Palcohol, or powdered alcohol, is touted by its creator as a quick and easy way to mix up a cocktail; all you need is water or juice, a packet of powder and something to mix it up in. If you’re like me, hearing that probably makes you think of a certain flavored, powdered drink enjoyed by kids everywhere, and the alarm bells go off in your head. Granted, the rational adult in me can appreciate how much more convenient Palcohol would be to mix up a margarita while camping, but we were all teenagers once; and, well, we didn’t always think rationally.
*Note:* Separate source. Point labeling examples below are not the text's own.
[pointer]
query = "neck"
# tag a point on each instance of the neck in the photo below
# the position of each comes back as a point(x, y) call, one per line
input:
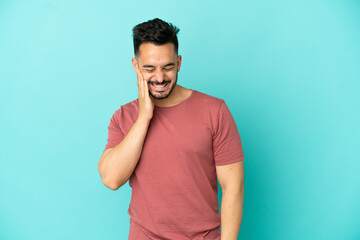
point(177, 95)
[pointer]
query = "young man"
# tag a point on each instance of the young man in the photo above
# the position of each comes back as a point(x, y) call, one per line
point(172, 144)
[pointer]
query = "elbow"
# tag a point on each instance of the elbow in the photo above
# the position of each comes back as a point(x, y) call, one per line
point(113, 185)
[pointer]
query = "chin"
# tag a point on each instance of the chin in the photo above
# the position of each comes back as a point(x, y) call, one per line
point(160, 96)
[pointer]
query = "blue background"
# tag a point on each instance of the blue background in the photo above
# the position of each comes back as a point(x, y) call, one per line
point(288, 70)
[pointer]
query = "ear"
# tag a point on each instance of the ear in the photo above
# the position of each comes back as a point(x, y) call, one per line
point(135, 64)
point(179, 62)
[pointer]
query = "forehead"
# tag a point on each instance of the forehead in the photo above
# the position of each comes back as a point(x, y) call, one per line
point(150, 53)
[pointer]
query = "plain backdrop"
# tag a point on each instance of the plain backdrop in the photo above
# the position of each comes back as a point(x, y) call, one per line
point(288, 70)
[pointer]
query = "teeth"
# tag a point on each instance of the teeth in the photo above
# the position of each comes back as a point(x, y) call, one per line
point(159, 85)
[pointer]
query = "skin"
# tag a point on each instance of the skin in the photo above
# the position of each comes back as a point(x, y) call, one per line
point(161, 64)
point(158, 64)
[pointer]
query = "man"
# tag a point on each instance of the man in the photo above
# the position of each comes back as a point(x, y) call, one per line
point(172, 144)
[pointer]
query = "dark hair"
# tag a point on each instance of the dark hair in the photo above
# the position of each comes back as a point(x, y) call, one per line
point(155, 31)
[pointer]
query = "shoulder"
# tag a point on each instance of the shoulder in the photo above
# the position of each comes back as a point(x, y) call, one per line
point(208, 100)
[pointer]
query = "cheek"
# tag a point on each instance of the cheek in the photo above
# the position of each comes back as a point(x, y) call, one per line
point(171, 75)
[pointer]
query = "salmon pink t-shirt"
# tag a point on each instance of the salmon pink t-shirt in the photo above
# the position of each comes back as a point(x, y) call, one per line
point(174, 185)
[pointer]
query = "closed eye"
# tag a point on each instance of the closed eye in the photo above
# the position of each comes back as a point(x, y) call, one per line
point(169, 68)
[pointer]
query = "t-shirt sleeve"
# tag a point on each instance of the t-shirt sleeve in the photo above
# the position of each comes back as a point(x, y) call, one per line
point(115, 134)
point(227, 145)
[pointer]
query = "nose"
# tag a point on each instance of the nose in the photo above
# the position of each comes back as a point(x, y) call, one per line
point(159, 76)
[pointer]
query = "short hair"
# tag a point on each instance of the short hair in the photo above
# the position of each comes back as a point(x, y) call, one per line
point(155, 31)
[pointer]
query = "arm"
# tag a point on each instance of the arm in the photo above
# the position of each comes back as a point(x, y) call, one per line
point(117, 164)
point(231, 179)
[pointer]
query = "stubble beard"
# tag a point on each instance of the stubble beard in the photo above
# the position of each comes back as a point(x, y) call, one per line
point(167, 95)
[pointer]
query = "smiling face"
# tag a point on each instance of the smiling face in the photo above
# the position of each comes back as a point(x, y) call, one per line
point(159, 66)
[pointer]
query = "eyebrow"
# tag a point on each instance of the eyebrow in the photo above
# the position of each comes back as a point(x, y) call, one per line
point(152, 66)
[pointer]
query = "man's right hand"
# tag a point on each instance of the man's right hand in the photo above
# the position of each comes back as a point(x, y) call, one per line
point(146, 103)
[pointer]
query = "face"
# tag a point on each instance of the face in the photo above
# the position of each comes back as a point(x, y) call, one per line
point(159, 65)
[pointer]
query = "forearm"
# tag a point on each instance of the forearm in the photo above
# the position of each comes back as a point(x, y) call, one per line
point(231, 213)
point(118, 164)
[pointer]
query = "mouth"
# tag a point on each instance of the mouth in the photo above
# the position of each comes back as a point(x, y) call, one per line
point(159, 87)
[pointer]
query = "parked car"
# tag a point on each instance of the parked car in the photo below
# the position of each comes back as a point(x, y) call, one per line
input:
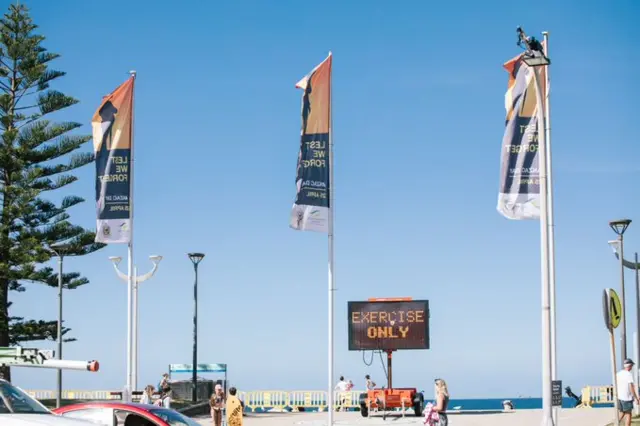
point(124, 414)
point(17, 408)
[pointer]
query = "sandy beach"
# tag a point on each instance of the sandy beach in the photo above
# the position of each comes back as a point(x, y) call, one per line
point(568, 417)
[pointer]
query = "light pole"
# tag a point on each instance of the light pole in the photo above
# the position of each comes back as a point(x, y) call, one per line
point(535, 58)
point(195, 258)
point(635, 266)
point(60, 250)
point(132, 318)
point(619, 227)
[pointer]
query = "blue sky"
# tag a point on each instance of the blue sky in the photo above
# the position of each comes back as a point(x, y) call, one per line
point(418, 122)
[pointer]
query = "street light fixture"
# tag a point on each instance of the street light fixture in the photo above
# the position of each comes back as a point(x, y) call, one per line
point(619, 227)
point(133, 325)
point(195, 258)
point(60, 250)
point(535, 58)
point(614, 244)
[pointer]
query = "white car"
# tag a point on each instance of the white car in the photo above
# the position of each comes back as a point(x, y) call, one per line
point(17, 408)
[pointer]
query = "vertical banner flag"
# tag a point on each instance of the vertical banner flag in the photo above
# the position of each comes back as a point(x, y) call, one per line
point(310, 211)
point(519, 196)
point(112, 139)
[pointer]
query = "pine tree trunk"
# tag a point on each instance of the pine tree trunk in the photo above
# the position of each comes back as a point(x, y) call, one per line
point(5, 372)
point(5, 243)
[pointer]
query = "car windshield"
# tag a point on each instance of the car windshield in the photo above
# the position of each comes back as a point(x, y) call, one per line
point(14, 400)
point(173, 417)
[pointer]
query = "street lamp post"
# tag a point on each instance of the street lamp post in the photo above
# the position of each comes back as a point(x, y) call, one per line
point(132, 318)
point(195, 258)
point(619, 227)
point(60, 250)
point(535, 58)
point(615, 244)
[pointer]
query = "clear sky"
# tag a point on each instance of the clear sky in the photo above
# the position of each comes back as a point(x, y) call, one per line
point(418, 122)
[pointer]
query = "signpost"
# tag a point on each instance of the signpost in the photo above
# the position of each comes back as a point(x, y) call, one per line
point(388, 324)
point(234, 411)
point(612, 311)
point(556, 393)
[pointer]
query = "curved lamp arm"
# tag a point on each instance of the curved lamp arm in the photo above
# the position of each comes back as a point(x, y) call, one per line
point(122, 276)
point(138, 279)
point(149, 274)
point(625, 262)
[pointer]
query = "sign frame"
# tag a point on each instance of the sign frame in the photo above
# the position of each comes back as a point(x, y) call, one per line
point(389, 301)
point(611, 309)
point(556, 393)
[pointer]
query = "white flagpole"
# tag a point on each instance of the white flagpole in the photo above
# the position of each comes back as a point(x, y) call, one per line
point(547, 409)
point(331, 276)
point(130, 268)
point(550, 224)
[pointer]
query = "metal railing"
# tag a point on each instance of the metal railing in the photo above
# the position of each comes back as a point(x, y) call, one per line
point(260, 400)
point(595, 395)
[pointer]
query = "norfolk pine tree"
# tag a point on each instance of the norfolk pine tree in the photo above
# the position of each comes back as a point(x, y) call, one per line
point(36, 157)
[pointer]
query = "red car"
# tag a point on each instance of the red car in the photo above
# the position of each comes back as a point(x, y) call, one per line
point(122, 414)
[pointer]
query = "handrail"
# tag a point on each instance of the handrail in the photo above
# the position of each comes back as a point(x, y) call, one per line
point(258, 400)
point(596, 395)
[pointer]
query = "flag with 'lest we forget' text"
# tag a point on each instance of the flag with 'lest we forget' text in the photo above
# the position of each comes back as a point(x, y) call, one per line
point(310, 211)
point(112, 143)
point(519, 196)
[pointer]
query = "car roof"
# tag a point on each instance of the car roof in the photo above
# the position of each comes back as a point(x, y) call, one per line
point(110, 404)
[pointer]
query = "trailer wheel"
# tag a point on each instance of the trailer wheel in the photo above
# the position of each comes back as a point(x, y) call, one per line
point(418, 404)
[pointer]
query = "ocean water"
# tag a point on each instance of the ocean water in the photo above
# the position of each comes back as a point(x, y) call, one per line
point(496, 404)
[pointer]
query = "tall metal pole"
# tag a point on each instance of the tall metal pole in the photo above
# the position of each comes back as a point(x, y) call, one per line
point(134, 337)
point(130, 273)
point(551, 222)
point(59, 371)
point(547, 411)
point(637, 323)
point(330, 234)
point(623, 331)
point(194, 394)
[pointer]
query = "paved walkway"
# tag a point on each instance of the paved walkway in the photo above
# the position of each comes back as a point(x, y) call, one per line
point(568, 417)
Alcohol is already the most commonly used and abused drug by people under 21 in the US.
According to a CDC survey, 28% of 8th graders and 68% of 12 graders had tried alcohol.
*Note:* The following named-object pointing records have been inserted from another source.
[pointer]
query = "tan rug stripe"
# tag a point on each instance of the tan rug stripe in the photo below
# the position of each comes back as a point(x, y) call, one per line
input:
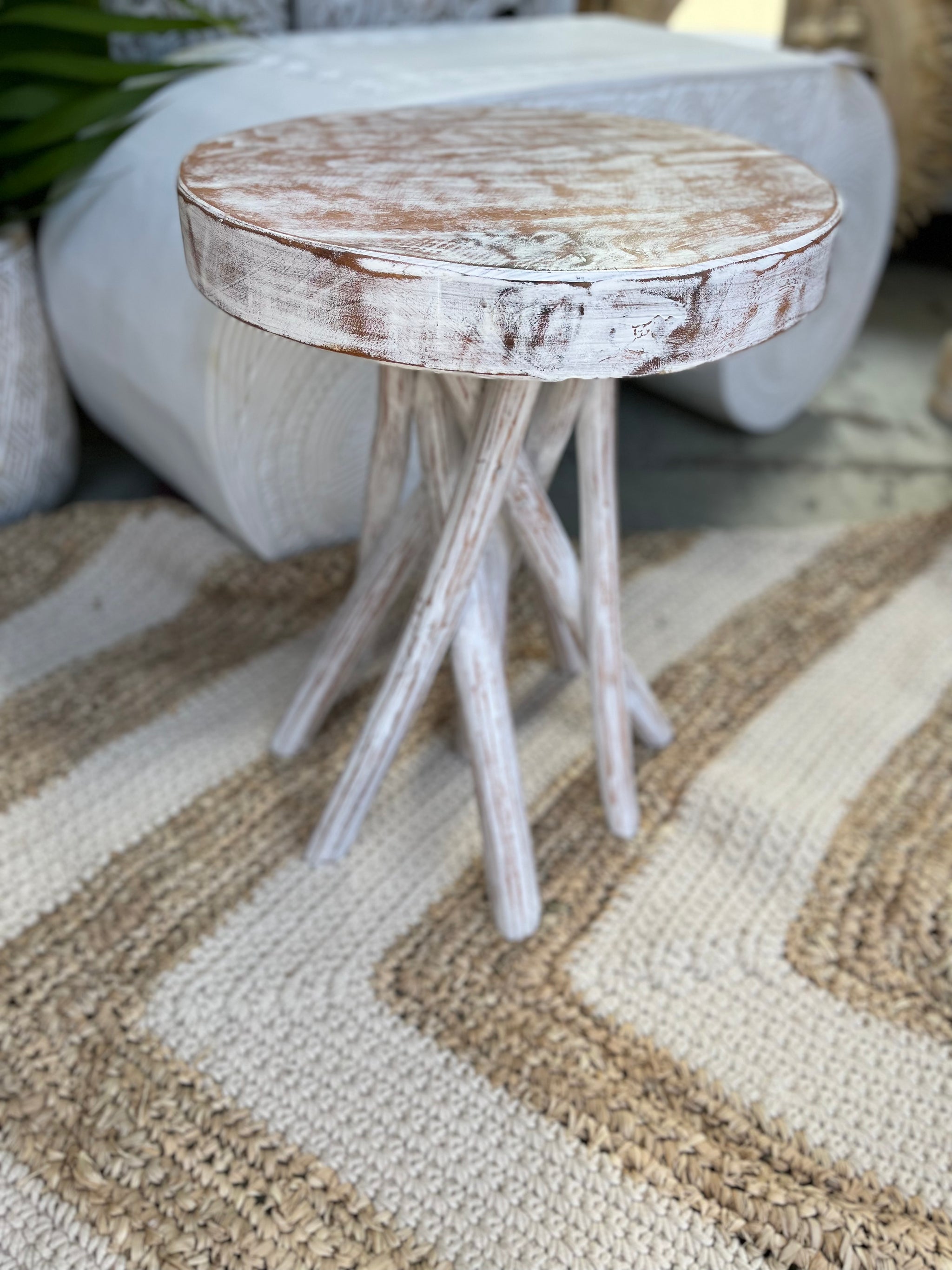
point(141, 1144)
point(878, 927)
point(42, 552)
point(240, 609)
point(146, 1150)
point(243, 607)
point(526, 1031)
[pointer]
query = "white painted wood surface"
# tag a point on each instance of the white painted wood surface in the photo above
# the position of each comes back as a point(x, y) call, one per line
point(479, 671)
point(353, 626)
point(598, 499)
point(551, 426)
point(389, 454)
point(503, 240)
point(504, 418)
point(546, 545)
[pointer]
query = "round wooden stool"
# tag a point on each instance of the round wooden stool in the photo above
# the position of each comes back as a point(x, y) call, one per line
point(531, 258)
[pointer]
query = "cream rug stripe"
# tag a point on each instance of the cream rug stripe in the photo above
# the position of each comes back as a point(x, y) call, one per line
point(668, 610)
point(135, 784)
point(143, 576)
point(39, 1231)
point(713, 984)
point(111, 799)
point(280, 1001)
point(42, 552)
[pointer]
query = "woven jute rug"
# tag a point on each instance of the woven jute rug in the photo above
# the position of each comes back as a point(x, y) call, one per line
point(729, 1044)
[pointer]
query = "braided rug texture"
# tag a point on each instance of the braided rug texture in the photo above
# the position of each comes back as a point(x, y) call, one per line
point(729, 1047)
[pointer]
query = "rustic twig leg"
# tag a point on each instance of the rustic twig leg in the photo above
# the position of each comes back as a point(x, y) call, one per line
point(548, 548)
point(480, 682)
point(596, 449)
point(551, 557)
point(504, 417)
point(389, 455)
point(551, 427)
point(353, 626)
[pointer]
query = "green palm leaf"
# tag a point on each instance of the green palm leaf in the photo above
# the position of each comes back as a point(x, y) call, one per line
point(37, 174)
point(28, 101)
point(92, 22)
point(54, 64)
point(63, 100)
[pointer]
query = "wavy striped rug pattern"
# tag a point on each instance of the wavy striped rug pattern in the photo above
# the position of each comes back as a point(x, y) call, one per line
point(728, 1047)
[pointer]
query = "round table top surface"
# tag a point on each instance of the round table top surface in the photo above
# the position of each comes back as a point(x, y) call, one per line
point(504, 188)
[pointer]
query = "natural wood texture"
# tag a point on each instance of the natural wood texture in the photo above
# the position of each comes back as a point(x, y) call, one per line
point(501, 240)
point(479, 672)
point(502, 243)
point(549, 552)
point(504, 417)
point(389, 455)
point(556, 412)
point(596, 450)
point(353, 626)
point(941, 399)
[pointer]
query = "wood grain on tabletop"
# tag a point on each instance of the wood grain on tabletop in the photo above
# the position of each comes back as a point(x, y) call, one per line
point(508, 240)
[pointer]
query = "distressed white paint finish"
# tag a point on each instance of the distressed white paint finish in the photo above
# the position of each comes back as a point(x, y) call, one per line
point(479, 672)
point(550, 430)
point(546, 545)
point(598, 506)
point(389, 455)
point(504, 418)
point(501, 240)
point(353, 626)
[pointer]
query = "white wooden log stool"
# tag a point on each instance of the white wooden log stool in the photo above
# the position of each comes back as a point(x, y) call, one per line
point(480, 253)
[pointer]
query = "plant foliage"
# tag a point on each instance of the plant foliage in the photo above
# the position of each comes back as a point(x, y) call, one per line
point(64, 100)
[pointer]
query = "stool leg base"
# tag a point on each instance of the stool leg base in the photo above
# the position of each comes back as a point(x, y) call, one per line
point(504, 417)
point(463, 604)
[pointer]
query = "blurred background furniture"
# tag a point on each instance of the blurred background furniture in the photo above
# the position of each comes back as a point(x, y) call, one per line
point(224, 413)
point(39, 441)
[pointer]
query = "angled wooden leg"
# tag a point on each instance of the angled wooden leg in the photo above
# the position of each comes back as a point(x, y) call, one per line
point(479, 672)
point(548, 548)
point(498, 437)
point(381, 574)
point(389, 454)
point(355, 625)
point(551, 427)
point(551, 557)
point(598, 497)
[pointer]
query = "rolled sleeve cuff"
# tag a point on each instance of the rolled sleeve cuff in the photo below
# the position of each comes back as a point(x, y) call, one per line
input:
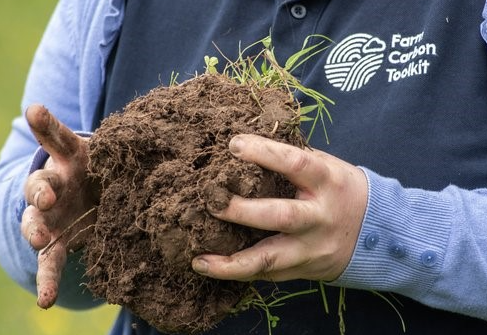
point(402, 243)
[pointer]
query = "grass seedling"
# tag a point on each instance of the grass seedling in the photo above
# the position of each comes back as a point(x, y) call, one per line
point(263, 70)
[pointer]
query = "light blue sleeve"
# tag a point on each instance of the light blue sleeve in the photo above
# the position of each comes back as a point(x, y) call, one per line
point(53, 81)
point(429, 246)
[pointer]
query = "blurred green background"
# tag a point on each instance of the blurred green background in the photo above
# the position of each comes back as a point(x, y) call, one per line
point(21, 27)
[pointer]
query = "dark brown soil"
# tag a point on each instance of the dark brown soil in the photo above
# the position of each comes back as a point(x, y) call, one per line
point(161, 163)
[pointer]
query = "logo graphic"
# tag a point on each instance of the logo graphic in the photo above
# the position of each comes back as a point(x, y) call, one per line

In theory, because packets of powdered alcohol would be easier to conceal, it could lead to more underage drinking and could be easier to “sneak” into venues, such as at sporting events and schools.
Great – just one more thing I have to worry about once my son is a teenager!
Palcohol has already preemptively been banned in five states (Alaska, Louisiana, South Carolina, Vermont and Virginia) due to its risk for abuse, and other states such as Colorado are considering it, but it has not been banned in Arizona. Resident expert Frank LoVecchio, DO, medical toxicologist with the Banner Poison and Drug Information Center has been following Palcohol closely, and I asked him if he thought parents should be concerned.
“Parents should treat this like a drug because it is,” says Dr. LoVecchio. “Alcohol, whether powdered or not, is a huge public health problem, any effort to limit its use among teens is welcome.”
According to the National Institute of Health, each year in the United States, about 5,000 persons under the age of 21 die from causes related to underage drinking. These deaths include about 1,600 homicides and 300 suicides.
Dr. LoVecchio also pointed out a danger I hadn’t even thought of with powdered alcohol.
“In theory, powdered alcohol could be added to alcoholic drinks to unknowingly increase the strength to the consumer,” he says. In other words: One small packet is the equivalent of one shot of alcohol, so it would be very easy to create a concentrated cocktail with just a small amount of liquid.
Another concern I’d read was that, because it’s a powder, some people might try to snort it, but Dr. LoVecchio points out this is unlikely because it would be extremely irritating.
Moreover, according to the company’s statement this week addressing concerns about the product and it would take an hour to snort a “shot” of vodka.
Powdered alcohol is scheduled to hit stores this summer, and as a concerned parent, I can promise you I’ll be following the developments of the same closely.